食後、お互いの情報交換をする事になったんだが… どうにもカオリの様子がおかしいな。
俺の記憶では、割かし強引で、レイコを無理矢理引っ張っていってたように思うんだが、どうも今の状況はレイコに主導権があるように見える。
ともあれ、カオリがどうしてこんなに変わってしまったのかそんな話は聞けなかったが、マインズから一時期王都に拠点を移して活動し、王都で貴族に絡まれた事によりビリーカーンへと移動したと。
この辺の話は王都のギルドマスターが言ってた事と合致するな。そしてビリーカーンダンジョンにて、70階層までクリアして俺達が残した最高到達地点と並んだという話を聞いた。
俺達の話も同様に伝えており、王都での戦争の後は帝国に行き、向こうのダンジョンを一つ潰してきた話まではした。
「へぇ~、ダンジョン最下層のコアを壊すとダンジョンそのものが無くなっちゃうんだね。というか、帝国は大丈夫だったの?」
「何がだ? 別に特に変わった感じはしなかったけど。まぁダンジョン内で会った冒険者はボンクラだったけどな」
「いやね、ビリーカーンで聞いた話なんだけど、帝国はグリムズ王国を攻めるより先にプラム王国を水面下で落としていたんだって聞いたよ。今の話だと帝国と言ってもかなりプラム王国寄りだよね? 帝国兵とかいなかった?」
「いや、特に見かけなかったな… まぁ移動のほとんどが森の中だったからかもしれないが」
情報交換を終えたが、まぁはっきり言って俺達にとって有用な情報という物は無かったな。まぁダンジョンを潜る事しかしてなかったという事だし、これは仕方のない事なんだろう。
「ところで、皆はこれからどうするの? 私もあの王を殴りたいから参加希望なんだけど」
落ち着いたところでレイコがそう言ってくる。
まぁこれまでの苦労を考えれば当然の事だろうけど… レイコもなんだ? 魔法使いなのに殴る系に進化してるのか? そういうのは美鈴だけでお腹いっぱいなんだけど…
「他にも王女とかいるんでしょ? 私もこの金棒で一撃くらい入れたいんだけど」
「いや、それやったら情報収集の前に殺してしまうだろ。
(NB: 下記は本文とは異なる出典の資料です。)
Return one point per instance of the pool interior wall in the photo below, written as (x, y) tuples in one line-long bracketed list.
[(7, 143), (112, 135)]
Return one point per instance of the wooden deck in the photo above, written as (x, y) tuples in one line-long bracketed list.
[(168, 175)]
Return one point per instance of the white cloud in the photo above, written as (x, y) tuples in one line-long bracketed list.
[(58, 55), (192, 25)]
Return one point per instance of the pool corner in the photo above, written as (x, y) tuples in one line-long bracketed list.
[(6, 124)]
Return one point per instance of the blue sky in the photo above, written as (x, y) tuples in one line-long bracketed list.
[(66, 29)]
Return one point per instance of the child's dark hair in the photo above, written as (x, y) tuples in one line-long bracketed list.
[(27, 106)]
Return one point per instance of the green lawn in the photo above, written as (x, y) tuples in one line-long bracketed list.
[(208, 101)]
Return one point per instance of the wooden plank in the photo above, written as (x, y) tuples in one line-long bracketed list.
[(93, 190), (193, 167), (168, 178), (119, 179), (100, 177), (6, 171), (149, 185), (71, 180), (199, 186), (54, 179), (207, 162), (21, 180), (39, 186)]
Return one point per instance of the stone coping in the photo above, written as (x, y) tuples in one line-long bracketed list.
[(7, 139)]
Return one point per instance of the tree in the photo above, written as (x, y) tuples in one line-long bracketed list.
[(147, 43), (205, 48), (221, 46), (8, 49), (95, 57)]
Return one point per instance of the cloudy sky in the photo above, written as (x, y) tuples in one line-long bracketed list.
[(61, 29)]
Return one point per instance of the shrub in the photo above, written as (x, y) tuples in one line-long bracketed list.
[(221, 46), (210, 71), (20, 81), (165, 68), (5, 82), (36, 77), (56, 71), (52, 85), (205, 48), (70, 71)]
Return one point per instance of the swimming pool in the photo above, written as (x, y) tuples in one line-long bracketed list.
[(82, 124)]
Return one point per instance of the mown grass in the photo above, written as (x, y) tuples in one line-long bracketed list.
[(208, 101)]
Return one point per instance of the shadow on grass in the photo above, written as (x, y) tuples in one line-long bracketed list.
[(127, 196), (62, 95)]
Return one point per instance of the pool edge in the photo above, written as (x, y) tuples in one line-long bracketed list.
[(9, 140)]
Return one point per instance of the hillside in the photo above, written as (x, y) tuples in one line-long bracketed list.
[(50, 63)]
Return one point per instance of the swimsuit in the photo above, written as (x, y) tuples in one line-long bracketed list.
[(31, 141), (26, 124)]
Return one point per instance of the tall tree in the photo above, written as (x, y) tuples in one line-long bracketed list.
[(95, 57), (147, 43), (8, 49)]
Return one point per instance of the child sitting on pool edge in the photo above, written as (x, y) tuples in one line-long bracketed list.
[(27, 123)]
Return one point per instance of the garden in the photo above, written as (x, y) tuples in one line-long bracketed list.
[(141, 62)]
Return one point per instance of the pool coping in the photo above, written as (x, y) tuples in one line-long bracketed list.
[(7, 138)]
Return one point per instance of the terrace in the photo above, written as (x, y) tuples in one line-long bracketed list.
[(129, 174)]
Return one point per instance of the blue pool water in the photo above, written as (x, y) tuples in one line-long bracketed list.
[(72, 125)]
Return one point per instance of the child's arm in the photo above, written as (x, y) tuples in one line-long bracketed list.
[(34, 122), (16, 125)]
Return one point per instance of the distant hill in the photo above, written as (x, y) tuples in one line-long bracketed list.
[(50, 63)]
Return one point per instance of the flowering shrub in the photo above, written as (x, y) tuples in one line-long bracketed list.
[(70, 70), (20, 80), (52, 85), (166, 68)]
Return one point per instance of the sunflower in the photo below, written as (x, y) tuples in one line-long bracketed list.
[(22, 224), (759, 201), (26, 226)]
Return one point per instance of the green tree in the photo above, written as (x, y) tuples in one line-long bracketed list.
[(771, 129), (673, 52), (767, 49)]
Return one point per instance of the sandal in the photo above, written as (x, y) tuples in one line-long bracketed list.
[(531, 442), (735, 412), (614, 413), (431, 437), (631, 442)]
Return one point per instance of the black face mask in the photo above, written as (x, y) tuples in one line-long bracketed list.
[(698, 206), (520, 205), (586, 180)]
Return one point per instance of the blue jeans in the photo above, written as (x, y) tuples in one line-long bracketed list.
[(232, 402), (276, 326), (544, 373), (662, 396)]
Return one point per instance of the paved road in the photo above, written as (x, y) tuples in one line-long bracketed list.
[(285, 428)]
しかしまぁどうするかね」
「それくらいなら構わないと思うわ、逆の立場だったら私も頭を下げてでもお願いすると思うもの」
カオリの言葉に霞が反応する。まぁ確かに逆の立場であれば、俺もそうするだろうな。まぁそこら辺に関しては同意だが… 人数が増えてしまうのであればマインズダンジョンまで行ってられないかもしれないな。
とりあえず話し合いをしてから結論を出すと思うが、現状この場で王以外… 王女を相手に情報収集しながら報復する方が良いかもしれないな… この先カオリとレイコがどう動くのかは分からないが、そうしておけば明日にでも解散という事もあり得るだろう。
つまりは王のトドメは譲らないって事なんだけどな。アニスト王はダンジョン内まで連れて行って処理したいというのが正直なところだ。いくら時間が停止するからと言っても、牢屋に王の死体を入れておきたくないからな。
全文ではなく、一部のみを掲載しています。